# messing around with fake kasumi finishes



## JBroida (Dec 4, 2012)

I was sharpening a customers shun yanagiba today (which actually had the correct structure for the knife's geometry FWIW), and i put a fake kasumi finish on it for a minute. Its not done yet, but i thought you guys might get a kick out of it


----------



## EdipisReks (Dec 4, 2012)

dude, that looks great! what stones, what stones?!


----------



## rdm_magic (Dec 4, 2012)

Looking good


----------



## JBroida (Dec 4, 2012)

a new aoto-like stone we are in the process of having made and our 6k


----------



## EdipisReks (Dec 4, 2012)

JBroida said:


> a new aoto-like stone we are in the process of having made and our 6k



new aoto? is it more durable than the Naniwa green brick? please email with spilled beans!


----------



## JBroida (Dec 4, 2012)

haha... just hold on for a bit longer... its almost ready


----------



## EdipisReks (Dec 4, 2012)

JBroida said:


> haha... just hold on for a bit longer... its almost ready



*swoon* if i could get a knife like the green brick, but not so fragile, i could be set forever.


----------



## EdipisReks (Dec 5, 2012)

EdipisReks said:


> *swoon* if i could get a knife like the green brick, but not so fragile, i could be set forever.

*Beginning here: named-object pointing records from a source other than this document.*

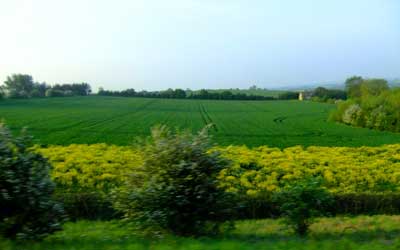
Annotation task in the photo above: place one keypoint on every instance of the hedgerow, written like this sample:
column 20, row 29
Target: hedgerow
column 361, row 179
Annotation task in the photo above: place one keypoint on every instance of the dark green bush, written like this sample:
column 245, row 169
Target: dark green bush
column 303, row 202
column 176, row 189
column 27, row 210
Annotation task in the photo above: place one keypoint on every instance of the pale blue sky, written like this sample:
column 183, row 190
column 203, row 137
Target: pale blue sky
column 156, row 44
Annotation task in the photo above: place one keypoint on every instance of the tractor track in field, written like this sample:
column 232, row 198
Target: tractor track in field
column 206, row 117
column 113, row 118
column 280, row 119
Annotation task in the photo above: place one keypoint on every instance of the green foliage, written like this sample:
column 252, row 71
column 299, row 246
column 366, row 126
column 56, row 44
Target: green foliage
column 19, row 85
column 303, row 202
column 176, row 189
column 373, row 105
column 353, row 86
column 27, row 210
column 322, row 94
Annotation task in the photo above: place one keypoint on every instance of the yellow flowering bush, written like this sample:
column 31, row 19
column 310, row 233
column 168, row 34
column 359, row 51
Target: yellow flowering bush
column 253, row 171
column 344, row 169
column 96, row 167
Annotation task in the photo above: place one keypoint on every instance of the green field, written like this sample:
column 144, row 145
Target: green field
column 118, row 120
column 340, row 233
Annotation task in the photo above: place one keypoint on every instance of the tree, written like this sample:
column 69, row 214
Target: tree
column 373, row 87
column 176, row 189
column 27, row 209
column 19, row 85
column 302, row 202
column 353, row 86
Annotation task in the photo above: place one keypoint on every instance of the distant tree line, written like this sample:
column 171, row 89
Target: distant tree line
column 322, row 94
column 182, row 94
column 371, row 104
column 23, row 86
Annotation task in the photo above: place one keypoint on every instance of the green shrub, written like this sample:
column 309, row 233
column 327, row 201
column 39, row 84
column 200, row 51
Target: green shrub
column 176, row 190
column 27, row 210
column 302, row 202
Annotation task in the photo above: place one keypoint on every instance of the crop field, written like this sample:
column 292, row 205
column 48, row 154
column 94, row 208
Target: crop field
column 340, row 233
column 116, row 120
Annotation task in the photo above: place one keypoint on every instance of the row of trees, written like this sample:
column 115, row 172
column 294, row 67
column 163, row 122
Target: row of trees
column 371, row 104
column 322, row 94
column 201, row 94
column 23, row 86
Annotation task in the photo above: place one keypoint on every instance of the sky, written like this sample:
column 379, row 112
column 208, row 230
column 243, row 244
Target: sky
column 158, row 44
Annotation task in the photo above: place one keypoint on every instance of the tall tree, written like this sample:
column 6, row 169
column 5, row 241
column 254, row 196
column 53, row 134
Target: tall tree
column 19, row 85
column 353, row 86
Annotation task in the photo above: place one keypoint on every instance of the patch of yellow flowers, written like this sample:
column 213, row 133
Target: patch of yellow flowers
column 96, row 167
column 252, row 172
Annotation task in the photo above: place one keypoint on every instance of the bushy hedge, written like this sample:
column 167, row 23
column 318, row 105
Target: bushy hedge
column 176, row 189
column 358, row 177
column 86, row 174
column 27, row 209
column 371, row 105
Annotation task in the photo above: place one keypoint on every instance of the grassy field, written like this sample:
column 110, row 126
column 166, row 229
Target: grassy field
column 118, row 120
column 368, row 233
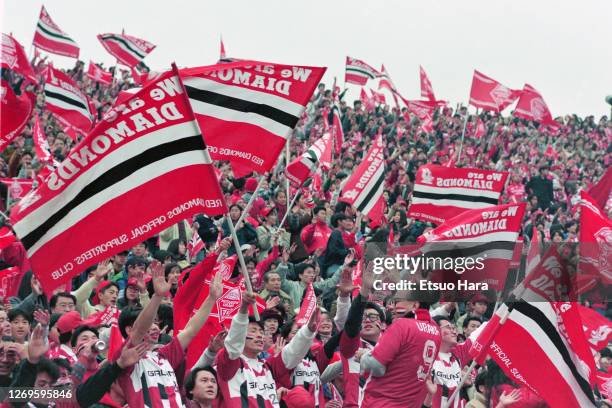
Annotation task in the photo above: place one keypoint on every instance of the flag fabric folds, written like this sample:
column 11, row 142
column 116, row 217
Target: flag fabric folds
column 51, row 38
column 98, row 202
column 248, row 109
column 66, row 101
column 365, row 187
column 128, row 50
column 16, row 112
column 15, row 58
column 441, row 193
column 488, row 94
column 358, row 72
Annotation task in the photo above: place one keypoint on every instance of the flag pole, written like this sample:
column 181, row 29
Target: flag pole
column 467, row 115
column 245, row 273
column 251, row 201
column 297, row 193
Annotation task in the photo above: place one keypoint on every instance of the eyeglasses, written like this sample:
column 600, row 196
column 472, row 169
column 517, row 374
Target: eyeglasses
column 373, row 317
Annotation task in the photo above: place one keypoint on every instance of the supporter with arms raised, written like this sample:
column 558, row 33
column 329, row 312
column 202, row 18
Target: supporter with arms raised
column 152, row 381
column 244, row 379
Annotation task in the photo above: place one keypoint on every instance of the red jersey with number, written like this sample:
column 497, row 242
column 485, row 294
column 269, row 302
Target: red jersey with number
column 151, row 383
column 307, row 374
column 248, row 382
column 407, row 349
column 446, row 374
column 354, row 382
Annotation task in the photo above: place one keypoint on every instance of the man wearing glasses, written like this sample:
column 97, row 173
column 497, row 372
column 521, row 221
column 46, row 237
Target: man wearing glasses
column 400, row 364
column 451, row 360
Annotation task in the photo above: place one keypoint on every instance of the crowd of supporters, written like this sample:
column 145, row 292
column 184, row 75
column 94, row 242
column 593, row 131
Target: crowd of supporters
column 357, row 348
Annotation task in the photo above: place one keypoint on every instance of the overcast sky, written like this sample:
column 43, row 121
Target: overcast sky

that was supposed to have been "stone," of course, not "knife."


----------



## echerub (Dec 5, 2012)

You want a new knife as well. That's okay


----------



## heirkb (Dec 5, 2012)

By fake, you mean this is monosteel? If so, looks pretty cool in the picture.


----------



## JBroida (Dec 5, 2012)

yes... its a solid piece of vg-10


----------



## dmccurtis (Dec 5, 2012)

I've done that on a Global yanagi. Only satisfying part of working on that thing. I also can't wait to hear about this synthetic aoto of yours.


----------



## ChiliPepper (Dec 5, 2012)

Bugger, in my tentative (and some might say "inherently wrong") quest for the one-stop-shop-stone for routine maintenance I was almost pulling the trigger for the green brick, then people would rather suggest going for the gesshin 2k, then other again for the trusted Bester 1200... and now here's another one on the horizon!!!!


----------



## mark76 (Dec 6, 2012)

How did you do that?


----------



## Chefdog (Dec 10, 2012)

JBroida said:


> haha... just hold on for a bit longer... its almost ready



Any chance these will be ready for Santa to drop under my tree???


----------



## JBroida (Dec 10, 2012)

sadly, probably right after that


----------



## Chefdog (Dec 31, 2012)

JBroida said:


> haha... just hold on for a bit longer... its almost ready



Any updates on the ETA for this one? I'm holding out on buying a new stone until I see what this one's all about.


----------



## Chefdog (Jan 4, 2013)

Chefdog said:


> Any updates on the ETA for this one? I'm holding out on buying a new stone until I see what this one's all about.



Little bump. I know you've been busy and this probably got missed in the shuffle.


----------



## JBroida (Jan 4, 2013)

no... its just delayed. They promised before the end of the year last year, but that didnt happen. As of yet, no update. Sorry.


----------



## Chefdog (Jan 5, 2013)

JBroida said:


> no... its just delayed. They promised before the end of the year last year, but that didnt happen. As of yet, no update. Sorry.



Ok, thanks for the follow up.


----------



## MowgFace (Apr 2, 2013)

Is there any update on this stone?


----------



## JBroida (Apr 2, 2013)

Yeah... It's SUPER delayed  

It should have been here in December


----------